Dulce Ramos · 8 de junio de 2011

Pese a que el presidente Felipe Calderón ha negado que la violencia generada por la guerra contra el crimen organizado esté afectando el turismo en México, datos publicados por The Wall Street Journal (WSJ) revelan que muchos viajeros estadounidenses le están dando la espalda a México ante la inseguridad.

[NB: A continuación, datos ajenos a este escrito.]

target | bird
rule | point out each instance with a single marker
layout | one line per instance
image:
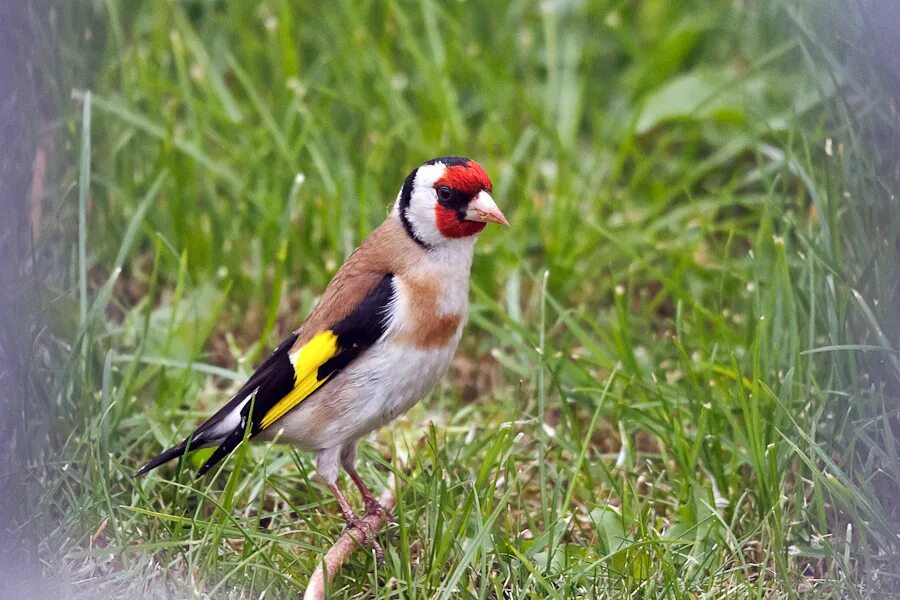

El rotativo estadounidense publica que los propietarios de operadores turísticos de primera línea, incluyendo American Express Co., han visto caídas de dos dígitos en la cantidad de visitantes estadounidenses desde el inicio del año.
Starwood Hotels & Resorts Worldwide Inc. dijo hace poco a analistas de la industria que las guerras del narco habían “diezmado los viajes de placer” en sus resorts mexicanos. Además, tres importantes líneas de cruceros señalan que se retiraron por completo del puerto de Mazatlán, un centro turístico que también se ha transformado en el escenario de combates por territorio entre los carteles de la droga.
Trip Barrett, vicepresidente de gestión de marca de Starwood en América Latin, reconoció que la violencia en México y las mejores ofertas en otros lugares está haciendo caer la cantidad de visitantes este año.
Por su parte el operador de tours Travel Impressions, de American Express, señala que el año pasado envió 100 mil pasajeros a México, pero que este año ha visto una caída de cerca de 15% en las reservas para viajeros individuales.
En el otro frente, los funcionarios de Turismo de México reconocen el desafío pero dicen que el ritmo de los negocios sigue siendo vibrante y que la mayor parte de la violencia no ocurre en los distritos turísticos. “Todavía hay viajeros viniendo a México”, dice la secretaria de Turismo, Gloria Guevara.
Durante una visita a Las Vegas, el presidente Felipe Calderón intentó calmar la inquietud sobre la inseguridad y el turismo en México con esta frase: “Yo vi a miles, miles de ‘spring breakers’ en México divirtiéndose y tengo entendido que los únicos shots que recibieron eran de tequila“.
Funcionarios mexicanos como Alfonso Sumano, del Consejo de Promoción Turística de México, aseguran que la violencia de los carteles de la droga no está dirigida a los extranjeros y que los narcotraficantes mexicanos “no están tras los turistas”.
No obstante, señala WSJ, en octubre un canadiense que visitaba Acapulco por negocios fue hallado muerto en su auto alquilado carbonizado. En enero, otro canadiense fue baleado en la pierna en un tiroteo en Mazatlán. Sobrevivió, pero poco después tres líneas de cruceros de lujo cancelaron sus viajes al puerto.
Agrega que de acuerdo con el Departamento de Estado de Estados Unidos, 107 ciudadanos de ese país fueron asesinados en México durante 2010, por encima de los 77 del año previo y el doble que en los años anteriores al comienzo de la guerra entre narcotraficantes. El Departamento de Estado no revela cuántas de esas personas eran turistas.